A diferencia de otras formas de teoría económica a principios del siglo 20, el keynesianismo vislumbraba un gran rol para el estado en la persecución de ese fin. La experiencia de la gran depresión había convencido a los proto-keynesianistas que la economía no era un organismo naturalmente corrector. Los gobiernos debían incurrir en grandes déficits (o sea, gastar más de lo que recogían en impuestos) durante las depresiones para apuntalar la economía, con la expectativa de que pagarían la deuda acumulada al llegar los buenos tiempos.
El paradigma keynesiano colapsó en los 70. La inflación persistentemente alta y el alto desempleo de esa década (“estanflación”) desconcertó a los economistas, que pensaban que las dos variables casi siempre se movían en direcciones opuestas.
Un pensamiento central en la crítica que Friedman hace del keynesianismo es que si los legisladores trataran de estimular sin solucionar las deficiencias estructurales de base elevarían la inflación sin reducir el desempleo. Y persistiría la inflación alta, simplemente porque eso es lo que la gente espera.
Los legisladores buscaban algo nuevo.
Las ideas monetaristas de los 80 inspiraron a Paul Volcker, entonces presidente de la Reserva Federal, a aplacar la inflación limitando la oferta monetaria, aunque hacerlo también producía una recesión que hizo crecer el desempleo.
En los 90 y 2000 surgió una síntesis del keynesianismo y friedmanismo. Eso terminó recomendando un régimen conocido como “meta de la inflación flexible”.

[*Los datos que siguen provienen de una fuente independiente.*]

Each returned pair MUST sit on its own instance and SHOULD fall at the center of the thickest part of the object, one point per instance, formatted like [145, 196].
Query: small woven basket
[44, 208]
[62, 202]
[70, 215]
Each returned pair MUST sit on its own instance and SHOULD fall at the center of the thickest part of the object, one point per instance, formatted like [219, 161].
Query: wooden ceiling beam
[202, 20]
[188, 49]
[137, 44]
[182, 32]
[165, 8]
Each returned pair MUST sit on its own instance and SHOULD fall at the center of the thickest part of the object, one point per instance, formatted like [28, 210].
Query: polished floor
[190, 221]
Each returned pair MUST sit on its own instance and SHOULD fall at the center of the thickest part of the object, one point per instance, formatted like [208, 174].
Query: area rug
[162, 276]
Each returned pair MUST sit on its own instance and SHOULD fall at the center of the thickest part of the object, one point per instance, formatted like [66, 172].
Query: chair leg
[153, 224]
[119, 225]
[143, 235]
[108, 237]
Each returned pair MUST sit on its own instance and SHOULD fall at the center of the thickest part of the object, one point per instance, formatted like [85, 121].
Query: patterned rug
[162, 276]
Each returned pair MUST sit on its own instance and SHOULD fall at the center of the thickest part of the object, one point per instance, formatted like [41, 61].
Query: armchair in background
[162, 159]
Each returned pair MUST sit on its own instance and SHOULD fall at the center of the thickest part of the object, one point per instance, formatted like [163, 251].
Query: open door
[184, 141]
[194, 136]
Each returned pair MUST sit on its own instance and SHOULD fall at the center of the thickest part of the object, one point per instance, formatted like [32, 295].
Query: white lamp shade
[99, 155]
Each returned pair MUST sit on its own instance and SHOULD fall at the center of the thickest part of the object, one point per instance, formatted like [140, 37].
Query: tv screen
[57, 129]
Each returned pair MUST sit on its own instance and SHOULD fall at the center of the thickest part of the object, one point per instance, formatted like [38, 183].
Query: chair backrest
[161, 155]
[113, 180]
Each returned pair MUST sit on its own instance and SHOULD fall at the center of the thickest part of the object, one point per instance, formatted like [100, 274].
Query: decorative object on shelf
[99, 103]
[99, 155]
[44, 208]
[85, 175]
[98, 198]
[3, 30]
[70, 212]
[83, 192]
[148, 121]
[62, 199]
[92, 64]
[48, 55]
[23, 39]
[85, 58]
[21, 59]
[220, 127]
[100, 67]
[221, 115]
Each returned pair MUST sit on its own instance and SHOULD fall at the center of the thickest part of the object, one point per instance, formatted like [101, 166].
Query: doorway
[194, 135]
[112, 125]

El objetivo central de la política era lograr inflación baja y estable, aunque había algún margen, durante las crisis, para poner primero el desempleo aunque la inflación fuera alta. La principal herramienta de la administración económica era la suba y baja de las tasas de interés de corto plazo que, como luego resultó, eran determinantes más confiables de consumo e inversión que la oferta monetaria.
Ahora parece que este paradigma económico dominante ha llegado a su límite. Comenzó a tambalear después de la crisis financiera de 2007–2009, cuando los legisladores tropezaron con dos grandes problemas. El primero fue que el nivel de la demanda en la economía –en líneas generales, el deseo colectivo de gastar frente al deseo colectivo de ahorrar– parecía haber sido reducido para siempre por la crisis.
Finalmente los mercados de trabajo florecieron, pero la inflación permaneció débil. Los años hacia el final de la década de 2010 fueron a la vez los nuevos 70 y los anti-70: la inflación y el desempleo otra vez no se comportaban según las expectativas, aunque esta vez ambas eran sorprendentemente bajas.
¿Servirá algo de la vieja batería de armamentos, aparecerán nuevas ideas, o la realidad impondrá condiciones que no somos capaces de imaginar?